Kondisi ini dirasakan H Redy, pemilik "Ceker Lapindo" masakan yang selalu menggunakan bahan cabai sebagai bahan pokok masakannya.

Saat ditemui detikcom, Minggu (15/1/2017) di warungnya yang ada di selatan Lapas Sidoarjo, dia mengeluhkan harga cabai rawit yang makin tidak terkontrol.

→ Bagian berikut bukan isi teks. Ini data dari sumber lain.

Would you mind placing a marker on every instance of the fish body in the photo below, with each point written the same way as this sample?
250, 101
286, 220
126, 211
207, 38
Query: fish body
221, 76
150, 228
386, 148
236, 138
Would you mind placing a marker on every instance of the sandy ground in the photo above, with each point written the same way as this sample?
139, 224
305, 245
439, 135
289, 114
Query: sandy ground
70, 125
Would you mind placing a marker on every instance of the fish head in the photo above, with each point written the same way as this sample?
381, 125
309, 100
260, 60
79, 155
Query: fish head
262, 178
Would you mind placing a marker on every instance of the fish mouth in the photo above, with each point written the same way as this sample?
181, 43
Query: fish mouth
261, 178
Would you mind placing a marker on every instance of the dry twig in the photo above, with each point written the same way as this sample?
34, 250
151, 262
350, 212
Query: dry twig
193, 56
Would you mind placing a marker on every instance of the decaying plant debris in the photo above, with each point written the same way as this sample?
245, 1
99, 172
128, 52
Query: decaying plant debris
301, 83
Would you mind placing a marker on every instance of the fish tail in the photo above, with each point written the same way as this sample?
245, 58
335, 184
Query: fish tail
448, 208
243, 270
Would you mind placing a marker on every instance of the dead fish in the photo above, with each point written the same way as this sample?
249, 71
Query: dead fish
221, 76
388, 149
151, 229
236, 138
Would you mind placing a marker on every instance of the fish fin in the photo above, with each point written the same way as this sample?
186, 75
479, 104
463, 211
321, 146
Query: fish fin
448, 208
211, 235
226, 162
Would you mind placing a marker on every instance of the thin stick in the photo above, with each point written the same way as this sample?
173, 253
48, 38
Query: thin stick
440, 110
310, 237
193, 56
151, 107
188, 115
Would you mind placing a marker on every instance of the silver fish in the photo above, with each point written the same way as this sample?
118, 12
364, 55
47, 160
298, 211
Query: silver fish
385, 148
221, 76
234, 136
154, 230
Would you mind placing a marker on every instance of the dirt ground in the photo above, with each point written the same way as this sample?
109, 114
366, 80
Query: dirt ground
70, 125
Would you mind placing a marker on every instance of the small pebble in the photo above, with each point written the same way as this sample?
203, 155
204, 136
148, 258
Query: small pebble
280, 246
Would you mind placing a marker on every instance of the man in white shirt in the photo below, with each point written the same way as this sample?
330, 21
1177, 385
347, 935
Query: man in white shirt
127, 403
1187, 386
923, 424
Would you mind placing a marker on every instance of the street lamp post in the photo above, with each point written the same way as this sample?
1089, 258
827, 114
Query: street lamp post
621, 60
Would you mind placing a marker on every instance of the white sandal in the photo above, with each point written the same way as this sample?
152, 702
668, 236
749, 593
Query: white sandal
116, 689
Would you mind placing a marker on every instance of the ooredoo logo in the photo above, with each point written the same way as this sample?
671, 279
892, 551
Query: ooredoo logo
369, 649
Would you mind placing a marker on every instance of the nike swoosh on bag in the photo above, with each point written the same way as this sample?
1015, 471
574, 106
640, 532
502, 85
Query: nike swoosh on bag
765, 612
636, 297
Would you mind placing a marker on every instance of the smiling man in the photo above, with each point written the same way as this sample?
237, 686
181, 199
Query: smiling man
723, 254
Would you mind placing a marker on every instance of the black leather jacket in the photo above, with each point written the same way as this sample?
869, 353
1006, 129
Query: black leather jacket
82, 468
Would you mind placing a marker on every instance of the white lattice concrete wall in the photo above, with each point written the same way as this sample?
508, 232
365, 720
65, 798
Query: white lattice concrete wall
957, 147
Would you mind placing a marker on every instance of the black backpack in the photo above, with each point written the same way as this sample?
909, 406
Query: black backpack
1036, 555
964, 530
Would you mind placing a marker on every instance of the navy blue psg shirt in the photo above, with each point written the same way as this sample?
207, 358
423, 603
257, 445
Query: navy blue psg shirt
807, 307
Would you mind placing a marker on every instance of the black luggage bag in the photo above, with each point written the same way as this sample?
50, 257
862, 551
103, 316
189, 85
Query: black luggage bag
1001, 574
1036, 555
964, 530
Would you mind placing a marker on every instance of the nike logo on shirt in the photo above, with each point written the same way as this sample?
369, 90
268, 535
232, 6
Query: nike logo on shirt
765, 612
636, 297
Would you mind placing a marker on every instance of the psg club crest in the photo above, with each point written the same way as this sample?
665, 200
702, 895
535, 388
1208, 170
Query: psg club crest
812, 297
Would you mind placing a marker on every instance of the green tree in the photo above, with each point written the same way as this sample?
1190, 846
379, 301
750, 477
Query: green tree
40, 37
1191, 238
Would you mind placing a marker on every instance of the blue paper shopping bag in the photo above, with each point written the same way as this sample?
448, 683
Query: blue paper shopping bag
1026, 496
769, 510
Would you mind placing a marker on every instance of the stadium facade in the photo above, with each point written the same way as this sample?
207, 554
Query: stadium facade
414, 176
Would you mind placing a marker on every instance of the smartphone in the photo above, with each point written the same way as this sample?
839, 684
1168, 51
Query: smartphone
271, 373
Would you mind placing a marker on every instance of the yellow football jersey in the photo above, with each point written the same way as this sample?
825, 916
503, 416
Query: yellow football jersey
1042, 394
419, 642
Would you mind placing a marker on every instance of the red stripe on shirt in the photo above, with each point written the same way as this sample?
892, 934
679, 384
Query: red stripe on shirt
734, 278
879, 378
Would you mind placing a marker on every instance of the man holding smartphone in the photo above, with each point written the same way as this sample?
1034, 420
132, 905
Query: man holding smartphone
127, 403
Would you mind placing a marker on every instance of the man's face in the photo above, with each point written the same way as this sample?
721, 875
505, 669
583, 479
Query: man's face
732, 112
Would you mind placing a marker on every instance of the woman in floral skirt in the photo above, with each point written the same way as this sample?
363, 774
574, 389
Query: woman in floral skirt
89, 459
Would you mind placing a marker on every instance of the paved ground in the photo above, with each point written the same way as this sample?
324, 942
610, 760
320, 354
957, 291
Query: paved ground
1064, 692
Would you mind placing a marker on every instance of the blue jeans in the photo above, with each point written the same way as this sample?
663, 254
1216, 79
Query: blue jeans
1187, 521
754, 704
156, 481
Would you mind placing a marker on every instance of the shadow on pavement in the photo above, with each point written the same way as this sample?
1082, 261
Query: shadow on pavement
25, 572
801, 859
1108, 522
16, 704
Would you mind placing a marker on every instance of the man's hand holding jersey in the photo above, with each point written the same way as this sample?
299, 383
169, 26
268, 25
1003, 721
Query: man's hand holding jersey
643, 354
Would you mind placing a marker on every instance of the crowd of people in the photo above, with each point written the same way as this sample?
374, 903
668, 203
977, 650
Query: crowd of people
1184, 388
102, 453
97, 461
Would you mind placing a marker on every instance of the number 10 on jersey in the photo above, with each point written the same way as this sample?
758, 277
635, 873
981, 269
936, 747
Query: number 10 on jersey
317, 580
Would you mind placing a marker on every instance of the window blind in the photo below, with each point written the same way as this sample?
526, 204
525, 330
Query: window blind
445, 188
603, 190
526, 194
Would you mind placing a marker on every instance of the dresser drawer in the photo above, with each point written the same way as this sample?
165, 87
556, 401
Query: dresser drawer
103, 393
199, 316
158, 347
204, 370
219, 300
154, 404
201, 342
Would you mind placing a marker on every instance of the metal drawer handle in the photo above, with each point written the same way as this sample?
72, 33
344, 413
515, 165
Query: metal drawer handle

"Cabai sampai saat ini di Sidoarjo harganya melambung tinggi hampir Rp 100 ribu. Bagi kami itu sangat berat. Karena kami menjaga resep, kami tetap menggunakan cabai dengan kualitas baik, keluh H Redy.

Foto: Suparno
Menurut pria berusia 53 tahun ini, untuk bahan uatama masakannya yang dikenal dengan pedasnya ini, dia setiap hari membutuhkan cabai sebanyak 25 hingga 30 Kg.

"Per hari kami membutuhkan 25 sampai 30 Kg cabai untuk bahan masakan 135 kilogram ceker," ujar H Redy.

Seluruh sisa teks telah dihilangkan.